Österreich wird seine Grenzkontrollen beibehalten, verkündet Innenminister Herbert Kickl. Er ist darum bemüht, das als einen Erfolg zu verkaufen, auf den wir stolz sein könnten. Aber nein, das ist kein Erfolg, das ist eine Niederlage, ein Rückschritt. Nationale Grenzkontrollen innerhalb der Europäischen Union hatten wir bereits überwunden geglaubt.
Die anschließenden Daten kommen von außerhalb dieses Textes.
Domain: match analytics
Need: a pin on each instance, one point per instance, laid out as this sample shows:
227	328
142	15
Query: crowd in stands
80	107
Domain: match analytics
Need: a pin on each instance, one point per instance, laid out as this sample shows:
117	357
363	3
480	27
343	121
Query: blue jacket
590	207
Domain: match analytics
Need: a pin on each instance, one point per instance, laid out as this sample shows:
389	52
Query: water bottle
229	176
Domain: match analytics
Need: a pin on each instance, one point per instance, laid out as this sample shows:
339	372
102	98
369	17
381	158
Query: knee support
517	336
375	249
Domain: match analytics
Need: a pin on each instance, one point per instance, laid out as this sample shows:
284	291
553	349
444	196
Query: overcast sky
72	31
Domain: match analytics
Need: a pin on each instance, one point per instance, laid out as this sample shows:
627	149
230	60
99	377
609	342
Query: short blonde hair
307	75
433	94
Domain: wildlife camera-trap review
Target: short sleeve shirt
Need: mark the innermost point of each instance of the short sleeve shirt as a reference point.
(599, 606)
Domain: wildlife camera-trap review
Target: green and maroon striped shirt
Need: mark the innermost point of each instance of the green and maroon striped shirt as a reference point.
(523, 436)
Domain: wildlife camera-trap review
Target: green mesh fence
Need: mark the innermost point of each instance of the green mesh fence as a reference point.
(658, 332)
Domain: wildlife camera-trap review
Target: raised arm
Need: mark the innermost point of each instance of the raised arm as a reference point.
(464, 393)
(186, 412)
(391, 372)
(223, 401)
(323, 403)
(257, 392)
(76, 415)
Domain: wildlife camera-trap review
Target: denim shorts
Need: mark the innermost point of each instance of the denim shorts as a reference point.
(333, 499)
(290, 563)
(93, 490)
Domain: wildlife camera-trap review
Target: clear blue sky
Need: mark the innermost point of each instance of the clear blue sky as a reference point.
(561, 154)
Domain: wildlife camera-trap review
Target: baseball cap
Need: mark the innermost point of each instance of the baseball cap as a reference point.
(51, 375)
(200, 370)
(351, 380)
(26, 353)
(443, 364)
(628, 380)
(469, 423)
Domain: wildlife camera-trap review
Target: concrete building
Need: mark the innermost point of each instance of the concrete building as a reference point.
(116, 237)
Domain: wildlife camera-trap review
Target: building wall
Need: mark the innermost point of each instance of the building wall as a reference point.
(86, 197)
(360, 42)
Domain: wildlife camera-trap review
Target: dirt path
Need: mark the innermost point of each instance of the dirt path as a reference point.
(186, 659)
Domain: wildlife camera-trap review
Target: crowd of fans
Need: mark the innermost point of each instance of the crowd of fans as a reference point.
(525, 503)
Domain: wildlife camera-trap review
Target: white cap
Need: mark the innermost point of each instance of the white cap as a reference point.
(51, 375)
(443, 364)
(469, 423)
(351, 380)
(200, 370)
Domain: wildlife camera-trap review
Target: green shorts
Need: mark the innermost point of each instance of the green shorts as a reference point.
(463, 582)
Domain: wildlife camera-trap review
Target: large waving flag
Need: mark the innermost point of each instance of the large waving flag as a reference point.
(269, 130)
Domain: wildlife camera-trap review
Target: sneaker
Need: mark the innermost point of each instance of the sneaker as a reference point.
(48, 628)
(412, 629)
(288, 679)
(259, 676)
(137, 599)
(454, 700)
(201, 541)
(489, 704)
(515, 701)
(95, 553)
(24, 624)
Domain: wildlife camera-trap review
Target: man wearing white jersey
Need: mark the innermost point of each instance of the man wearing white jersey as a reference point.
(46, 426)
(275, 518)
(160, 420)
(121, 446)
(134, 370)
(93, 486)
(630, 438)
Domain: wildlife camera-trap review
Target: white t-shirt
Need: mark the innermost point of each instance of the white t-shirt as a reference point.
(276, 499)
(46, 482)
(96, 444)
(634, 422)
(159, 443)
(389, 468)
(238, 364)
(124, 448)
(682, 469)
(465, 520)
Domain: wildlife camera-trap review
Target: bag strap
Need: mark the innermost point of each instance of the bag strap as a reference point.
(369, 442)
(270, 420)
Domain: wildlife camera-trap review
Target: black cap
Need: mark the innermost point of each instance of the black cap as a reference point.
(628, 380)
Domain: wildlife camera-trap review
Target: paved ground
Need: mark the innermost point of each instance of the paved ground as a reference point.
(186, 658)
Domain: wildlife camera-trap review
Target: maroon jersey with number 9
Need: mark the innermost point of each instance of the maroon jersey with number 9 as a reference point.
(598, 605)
Wir feierten die Reisefreiheit in einem Kreis von Staaten, die mehr verbindet als nur wirtschaftliche Interessen.

Kickl – und er wird wohl für die Regierung sprechen – will die Grenzkontrollen so lange beibehalten, bis es einen Außengrenzschutz "auch faktisch" gibt. Das wird dauern, wahrscheinlich Jahre. Dass die EU derzeit in dieser und anderen Fragen so schlecht funktioniert und deshalb in den Mitgliedstaaten so übel angeschrieben ist, kommt der FPÖ sehr gelegen. Das ist ihr Geschäftsmodell. Die Rechtsparteien in Europa legen es auf die Zerstörung der EU-Institutionen an, sie höhlen deren Grundfesten aus, sie wollen zurück zu befestigten Grenzen und kleingeistigem Lagerdenken: wir gegen die anderen. Da gilt das Miteinander nur für einen ganz engen, erhabenen Kreis.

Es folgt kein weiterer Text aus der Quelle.